Archbishop Chaput reveals an ugly little secret:
The American Catholic history of institutional racism
Adapted from this source: chapter 4. CONSTANTINE'S CHILDREN, from Archbishop Charles J. Chaput's latest book, Render Unto Caesar.
"Archbishop Joseph Rummel served the Catholic people of New Orleans from 1935 until his death in 1964.
"By the 1950s, he faced an increasingly ugly problem.
"The Archdiocese of New Orleans had the largest Catholic population in the Deep South and many thousands of black Catholics.
"It also had segregated schools.
"Rummel and previous bishops had always ensured that black students had access to Catholic education.
"However, segregated parochial schools had the same scarce money and poor quality as the segregated public schools.
"After World War II, Rummel began desegregating the local church.
"In 1948, his seminary welcomed two black students.
"In 1951, Rummel pulled the White and Colored signs from Catholic parishes [But! Maybe not those racist signs still inside his Cathedral, just yet, huh? So mom told us years later! Heh, heh!]
"In 1953, a year before the U.S. Supreme Court struck down segregation in public schools, he issued the first of two strong pastoral letters: Blessed Are the Peacemakers.
"Pastors read it to their people at every Mass one Sunday.
"It drew a quick response.
"Some parishioners bitterly resented from the pulpit that there will be no further discrimination or segregation in the pews, at the Communion rail, at the confessional and in parish meetings, just as there will be no segregation in the kingdom of heaven.
"In 1956 [ 3 years later, o.k.? :) ], Rummel said he intended to desegregate Catholic schools.
"Tempers ran hot.
"Most parish school boards voted against desegregation.
"Rummel didn't budge.
"A year earlier, he had closed a parish when its people objected to their newly assigned black priest.
"But to compound the archbishop's troubles, many parents had moved their children from public to Catholic schools, hoping to avoid desegregation.
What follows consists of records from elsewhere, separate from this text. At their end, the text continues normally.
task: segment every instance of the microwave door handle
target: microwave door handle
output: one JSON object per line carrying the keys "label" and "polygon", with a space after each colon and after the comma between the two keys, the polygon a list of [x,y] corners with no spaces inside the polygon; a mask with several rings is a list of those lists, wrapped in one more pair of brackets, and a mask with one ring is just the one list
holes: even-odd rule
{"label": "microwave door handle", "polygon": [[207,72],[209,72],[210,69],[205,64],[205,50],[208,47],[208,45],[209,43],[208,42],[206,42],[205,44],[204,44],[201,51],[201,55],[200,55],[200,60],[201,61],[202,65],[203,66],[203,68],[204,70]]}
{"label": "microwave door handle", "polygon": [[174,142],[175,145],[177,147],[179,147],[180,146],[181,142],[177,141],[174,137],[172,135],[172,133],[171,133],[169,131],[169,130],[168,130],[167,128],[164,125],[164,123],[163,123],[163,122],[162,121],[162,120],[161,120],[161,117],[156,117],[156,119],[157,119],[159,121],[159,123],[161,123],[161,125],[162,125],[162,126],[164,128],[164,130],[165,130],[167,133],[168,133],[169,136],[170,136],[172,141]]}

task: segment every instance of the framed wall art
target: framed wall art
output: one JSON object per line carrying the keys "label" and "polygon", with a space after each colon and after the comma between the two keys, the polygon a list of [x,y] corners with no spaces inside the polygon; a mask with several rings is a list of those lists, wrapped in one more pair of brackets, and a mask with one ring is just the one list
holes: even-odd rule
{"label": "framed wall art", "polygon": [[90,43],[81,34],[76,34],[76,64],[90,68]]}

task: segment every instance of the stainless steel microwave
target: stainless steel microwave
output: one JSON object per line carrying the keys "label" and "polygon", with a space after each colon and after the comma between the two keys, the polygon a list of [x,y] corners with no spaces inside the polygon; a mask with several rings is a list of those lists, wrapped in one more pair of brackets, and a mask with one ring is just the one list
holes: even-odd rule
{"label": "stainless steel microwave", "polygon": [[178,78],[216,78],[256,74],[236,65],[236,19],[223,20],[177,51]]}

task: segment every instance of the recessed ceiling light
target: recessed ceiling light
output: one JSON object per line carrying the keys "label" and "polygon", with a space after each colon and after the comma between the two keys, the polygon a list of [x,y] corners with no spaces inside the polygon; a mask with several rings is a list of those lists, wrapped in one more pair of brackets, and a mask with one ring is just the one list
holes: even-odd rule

"Members of the Louisiana legislature threatened to withhold then - available public funds from Catholic schools if Rummel went ahead with his plans [similar monkey - shines were still going on there in 1978, as we discovered -- the hard way! -- after testifying before State Representative Jimmy Long's house education committee, boy and howdy! :) ].
"In early 1962, Rummel said that in the following year, Catholic schools would integrate.
"Several Catholic politicians organized public protests and letter - writing campaigns.
"They threatened a boycott of Catholic schools.
"On April 16, 1962, Rummel excommunicated three prominent Catholics [at long last! :) ] -- a judge [ My guess? Most likely bad 'ole Leander Perez, right?], a political writer, and a community organizer -- for publicly defying the teaching of their church.
"The New Orleans events made national news, covered by Time magazine and the New York Times.
"The Times editorial board gushed that men of all faiths must admire [Rummel's] unwavering courage because he has set an example founded on religious principle and is responsive to the social conscience of our time."
Anybody wanting to look all this up on microfilm at your own school's library:
"Courage in the Church," New York Times, April 19, 1962.
'Way over in Gran Coteau, the Madams of the Sacred Heart nuns started desegregating their Womens' College by 1953 - 1954, as an older female sibling gleefully told us not too many years ago.
She was thrilled to have been smack in the middle of both the on - campus and off - campus uproar that followed.
Indeed, she and other classmates had already been given the green light by the mother superior to teach catechism to little black kids, and had apparently done so.
Such is the contrast between Roman Catholicism and so - called American Catholicism, believe it or not!